BERT Base Multilingual Uncased
Property | Value |
---|---|
Parameter Count | 168M parameters |
License | Apache 2.0 |
Languages | 102 languages |
Paper | Original BERT Paper |
Training Data | Wikipedia (102 languages) |
What is bert-base-multilingual-uncased?
BERT-base-multilingual-uncased is a transformer-based language model trained on Wikipedia data from 102 languages. This model is particularly notable for its uncased tokenization, meaning it doesn't differentiate between upper and lower case text. With 168M parameters, it provides a robust foundation for multilingual NLP tasks through masked language modeling (MLM) and next sentence prediction (NSP) objectives.
Implementation Details
The model utilizes a shared vocabulary of 110,000 tokens, with special preprocessing for languages like Chinese, Japanese, and Korean. During training, the model employs a sophisticated masking procedure where 15% of tokens are masked, with 80% replaced by [MASK] tokens, 10% by random tokens, and 10% left unchanged.

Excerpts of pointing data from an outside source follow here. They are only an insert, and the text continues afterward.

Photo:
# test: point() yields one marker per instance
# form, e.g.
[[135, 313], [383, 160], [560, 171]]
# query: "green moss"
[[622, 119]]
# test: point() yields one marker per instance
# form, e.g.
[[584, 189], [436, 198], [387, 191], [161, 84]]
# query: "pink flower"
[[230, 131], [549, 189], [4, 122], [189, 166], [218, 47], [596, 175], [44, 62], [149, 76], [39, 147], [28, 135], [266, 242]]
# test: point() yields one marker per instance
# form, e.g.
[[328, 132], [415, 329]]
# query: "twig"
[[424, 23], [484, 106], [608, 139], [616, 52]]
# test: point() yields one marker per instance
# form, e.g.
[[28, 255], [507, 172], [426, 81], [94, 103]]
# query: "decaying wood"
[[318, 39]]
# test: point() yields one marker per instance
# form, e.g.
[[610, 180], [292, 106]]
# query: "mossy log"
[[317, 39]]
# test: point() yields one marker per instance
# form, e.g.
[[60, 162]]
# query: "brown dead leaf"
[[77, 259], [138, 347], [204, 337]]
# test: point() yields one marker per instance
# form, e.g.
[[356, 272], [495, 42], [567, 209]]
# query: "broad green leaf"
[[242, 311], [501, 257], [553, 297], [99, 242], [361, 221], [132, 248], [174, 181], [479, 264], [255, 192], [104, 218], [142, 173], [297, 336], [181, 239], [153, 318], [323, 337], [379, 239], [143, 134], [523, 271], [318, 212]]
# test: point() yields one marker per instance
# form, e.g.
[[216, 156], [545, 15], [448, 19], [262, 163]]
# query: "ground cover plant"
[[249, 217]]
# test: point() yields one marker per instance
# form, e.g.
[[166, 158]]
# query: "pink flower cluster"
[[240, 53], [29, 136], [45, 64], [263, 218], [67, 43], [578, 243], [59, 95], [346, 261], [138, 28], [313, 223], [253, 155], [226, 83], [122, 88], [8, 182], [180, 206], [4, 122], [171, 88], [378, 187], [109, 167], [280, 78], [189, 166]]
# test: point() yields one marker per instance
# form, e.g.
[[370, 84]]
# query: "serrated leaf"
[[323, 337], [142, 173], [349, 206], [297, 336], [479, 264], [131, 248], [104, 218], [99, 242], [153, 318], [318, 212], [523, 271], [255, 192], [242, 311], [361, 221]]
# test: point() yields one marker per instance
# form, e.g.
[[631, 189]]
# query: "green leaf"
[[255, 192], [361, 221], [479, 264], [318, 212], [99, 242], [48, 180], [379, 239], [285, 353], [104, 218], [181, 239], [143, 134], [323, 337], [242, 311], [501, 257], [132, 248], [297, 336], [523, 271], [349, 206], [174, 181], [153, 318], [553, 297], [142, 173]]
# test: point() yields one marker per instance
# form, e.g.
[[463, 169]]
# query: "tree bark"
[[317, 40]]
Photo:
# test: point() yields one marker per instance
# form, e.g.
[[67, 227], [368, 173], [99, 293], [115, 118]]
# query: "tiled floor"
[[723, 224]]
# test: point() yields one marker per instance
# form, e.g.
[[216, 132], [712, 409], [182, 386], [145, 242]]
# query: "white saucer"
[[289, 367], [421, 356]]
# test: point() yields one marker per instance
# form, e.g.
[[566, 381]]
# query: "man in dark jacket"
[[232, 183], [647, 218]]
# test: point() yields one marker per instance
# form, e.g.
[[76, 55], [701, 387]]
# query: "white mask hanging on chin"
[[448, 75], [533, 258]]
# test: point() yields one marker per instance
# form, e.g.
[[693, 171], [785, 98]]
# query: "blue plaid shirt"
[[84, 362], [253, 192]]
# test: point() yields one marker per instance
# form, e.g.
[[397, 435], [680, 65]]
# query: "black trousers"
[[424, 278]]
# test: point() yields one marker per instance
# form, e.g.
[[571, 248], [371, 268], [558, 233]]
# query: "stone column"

- Bidirectional context understanding through transformer architecture
- Handles sequences up to 512 tokens
- Balanced training across languages through under/over-sampling
- Special CJK Unicode block handling for Asian languages
Core Capabilities
- Masked language modeling for predicting masked words
- Next sentence prediction for understanding text coherence
- Feature extraction for downstream tasks
- Cross-lingual transfer learning
- Sequence classification and token classification
Frequently Asked Questions
Q: What makes this model unique?
This model's key strength lies in its multilingual capabilities, supporting 102 languages while maintaining a relatively compact size of 168M parameters. The uncased nature makes it particularly robust for mixed-case text processing.
Q: What are the recommended use cases?
The model excels in tasks requiring whole sentence understanding, such as sequence classification, token classification, and question answering. It's not recommended for text generation tasks, where models like GPT-2 would be more appropriate.